Quantunque in questo ciclo di opere si possa individuare un tono dominante, Dorazio sfugge la monocromia e al contempo si distanzia dalle acquisizioni dell’astrattismo geometrico come pure dalle allora emergenti ricerche programmate. Con i “reticoli” l’artista rifonde una nuova dimensione del colore attraverso la luce, trasformando la superficie in un campo di energia. “Il reticolo – scrive al tal proposito Dorazio – non è mai un solo colore, l’intenzione cromatica dei quadri è la risultante di una sovrapposizione di tanti leggeri toni o timbri di colori diversi in un colore totale, rosso, giallo, verde o blu, in una luce colorata” (G. Dorazio in Intervista di Piero Dorazio con Adachiara Zevi, in Dorazio, catalogo della mostra [Ravenna, Loggetta Lombardesca, 19 ottobre – 1° dicembre 1985], Essegi, Ravenna 1985, pp. 65-66). E ancora racconta: “Cercavo un colore che non fosse definibile secondo l’esperienza banale, ma che sfidasse l’occhio a mettere a fuoco la differenza di qualità tra un colore e l’altro, ecc.

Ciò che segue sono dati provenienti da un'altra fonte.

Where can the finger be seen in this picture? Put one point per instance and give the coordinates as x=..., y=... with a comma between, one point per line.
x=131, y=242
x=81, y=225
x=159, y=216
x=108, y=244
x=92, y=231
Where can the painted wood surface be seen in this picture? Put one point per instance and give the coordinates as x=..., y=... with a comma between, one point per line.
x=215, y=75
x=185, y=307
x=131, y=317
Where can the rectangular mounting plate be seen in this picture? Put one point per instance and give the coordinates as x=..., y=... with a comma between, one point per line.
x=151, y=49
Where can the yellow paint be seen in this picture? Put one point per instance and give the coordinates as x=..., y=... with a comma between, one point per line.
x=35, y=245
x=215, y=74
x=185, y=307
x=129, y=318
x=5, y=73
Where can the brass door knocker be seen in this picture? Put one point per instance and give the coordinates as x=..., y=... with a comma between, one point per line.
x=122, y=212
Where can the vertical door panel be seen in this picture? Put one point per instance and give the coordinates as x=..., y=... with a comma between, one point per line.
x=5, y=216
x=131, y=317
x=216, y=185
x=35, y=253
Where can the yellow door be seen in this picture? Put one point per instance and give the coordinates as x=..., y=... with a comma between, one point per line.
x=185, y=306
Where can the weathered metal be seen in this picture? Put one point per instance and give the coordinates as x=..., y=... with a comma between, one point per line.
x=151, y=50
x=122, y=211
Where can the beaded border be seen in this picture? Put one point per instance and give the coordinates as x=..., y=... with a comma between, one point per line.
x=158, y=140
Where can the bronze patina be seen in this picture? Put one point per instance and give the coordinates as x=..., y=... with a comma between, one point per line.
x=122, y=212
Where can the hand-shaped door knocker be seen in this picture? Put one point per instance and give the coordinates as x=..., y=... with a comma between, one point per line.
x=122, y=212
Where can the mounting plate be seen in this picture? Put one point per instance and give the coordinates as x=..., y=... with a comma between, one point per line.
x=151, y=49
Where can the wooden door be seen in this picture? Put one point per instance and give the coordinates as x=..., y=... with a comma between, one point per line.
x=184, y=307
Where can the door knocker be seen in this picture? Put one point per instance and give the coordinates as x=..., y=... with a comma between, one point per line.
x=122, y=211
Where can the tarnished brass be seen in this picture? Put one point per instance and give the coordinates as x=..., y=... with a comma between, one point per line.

Il colore risultante da questa sedimentazione doveva essere una nuova nozione del colore, stimolarne una nuova esperienza” (ibidem).

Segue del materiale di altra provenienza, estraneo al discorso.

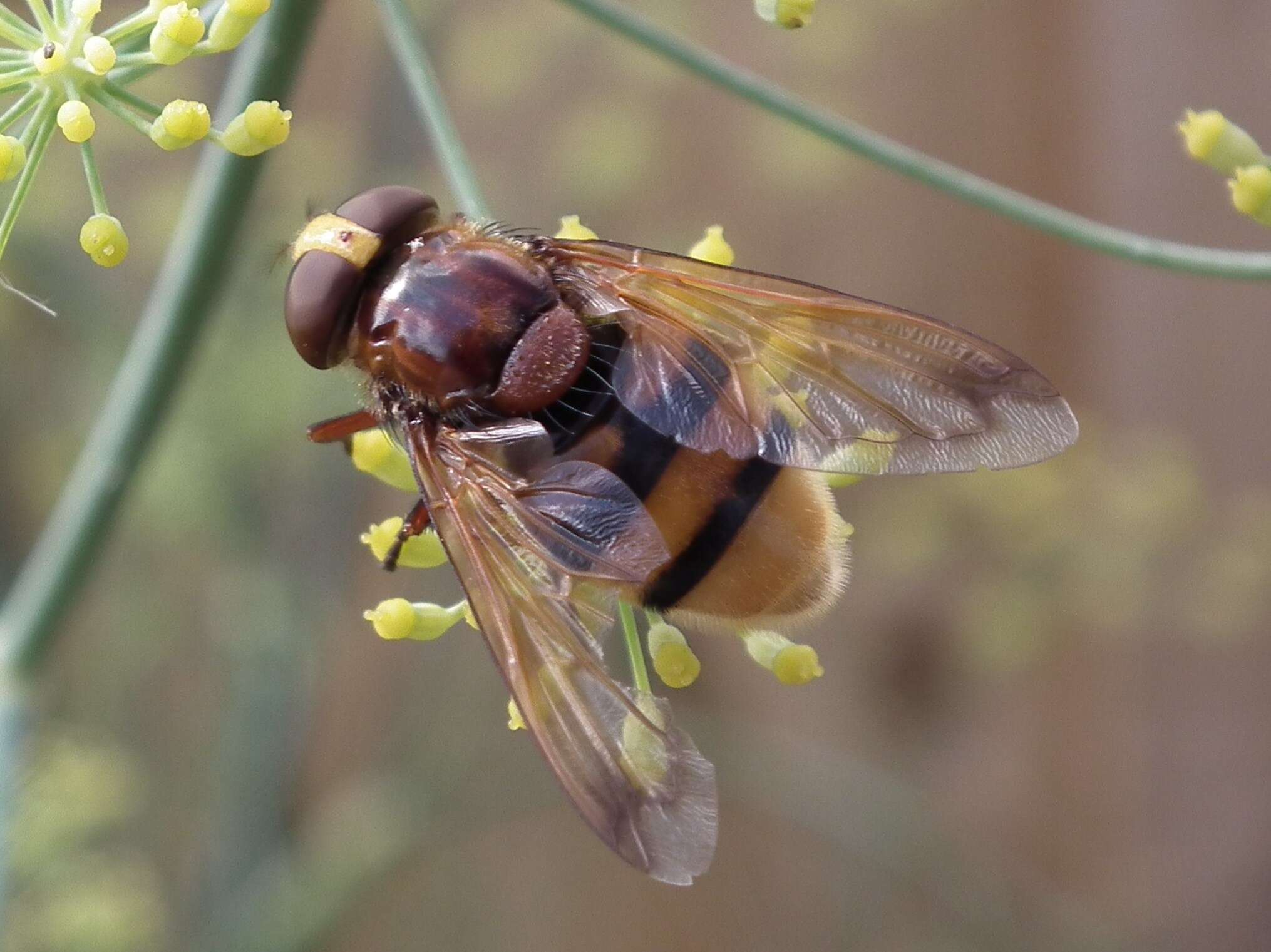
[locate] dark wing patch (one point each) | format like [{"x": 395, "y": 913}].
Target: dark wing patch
[{"x": 751, "y": 364}]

Se la sua ricerca rivela da un lato sintonia intellettuale con il lavoro degli artisti americani quali Tobey, Rothko, Newman e Still, dall’altro s’inserisce pienamente nella tradizione europea. Dorazio ripensa al colore e alla pennellata di Seurat, Previati, Boccioni; medita sulla ricerca pre-futurista di Balla – la cui opera, nell’immediato dopoguerra, egli aveva peraltro contribuito a riscoprire in una Roma che l’aveva completamente dimenticata –.

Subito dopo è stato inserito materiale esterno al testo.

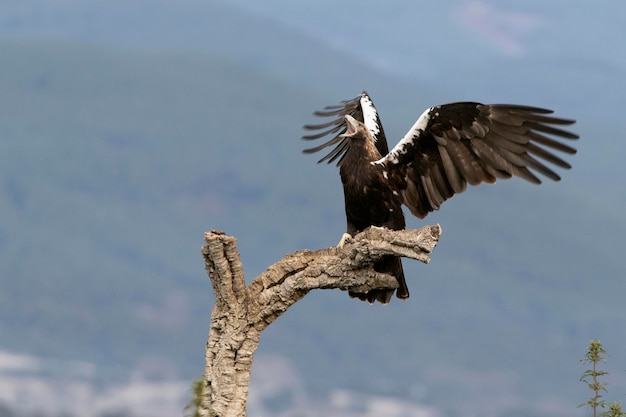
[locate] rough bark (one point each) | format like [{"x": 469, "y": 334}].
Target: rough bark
[{"x": 242, "y": 312}]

Il dipinto “Pontoise” è datato al 1960, anno che segna un vertice della sua pittura. Proprio allora Dorazio è incaricato di riorganizzare il Dipartimento di Belle Arti della Pennsylvania University di Filadelfia, di cui poi sarà nominato direttore, alternando i soggiorni d’oltreoceano con la permanenza a Roma e i viaggi in Europa.